While rsync itself does not delete or overwrite by default, it is an Execute category tool because it triggers external operations (file transfers between local and remote systems) whose effects depend on arguments (dryRun flag, source/destination parameters). An AI agent misconfiguring rsync parameters could unintentionally overwrite or sync incorrect files across systems.
From the tool's definition "Syncs files between local and remote locations using rsync" — rsync is a command execution tool that transfers files between systems.

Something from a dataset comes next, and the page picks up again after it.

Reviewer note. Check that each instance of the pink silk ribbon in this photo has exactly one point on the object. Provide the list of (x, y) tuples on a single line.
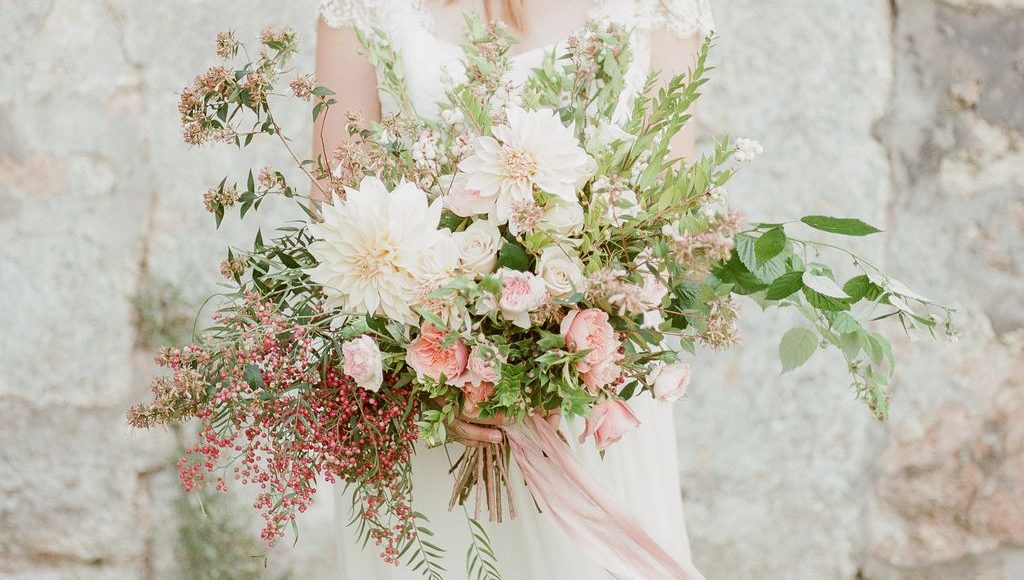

Documented attack patterns abuse exactly the kind of access rsync gives an agent:
PolicyLayer is an MCP gateway — it sits between your AI agents and Make, and nothing reaches the server without passing your rules. This is the rule we recommend for rsync:
{
"version": "1",
"default": "deny",
"tools": {
"rsync": {
"limits": [
{
"counter": "rsync_rate",
"window": "minute",
"max": 10,
"scope": "grant"
}
]
}
}
} rsync stays usable, but rate-capped — a runaway agent can't fire it dozens of times a minute. Everything else on the server is denied unless you say otherwise.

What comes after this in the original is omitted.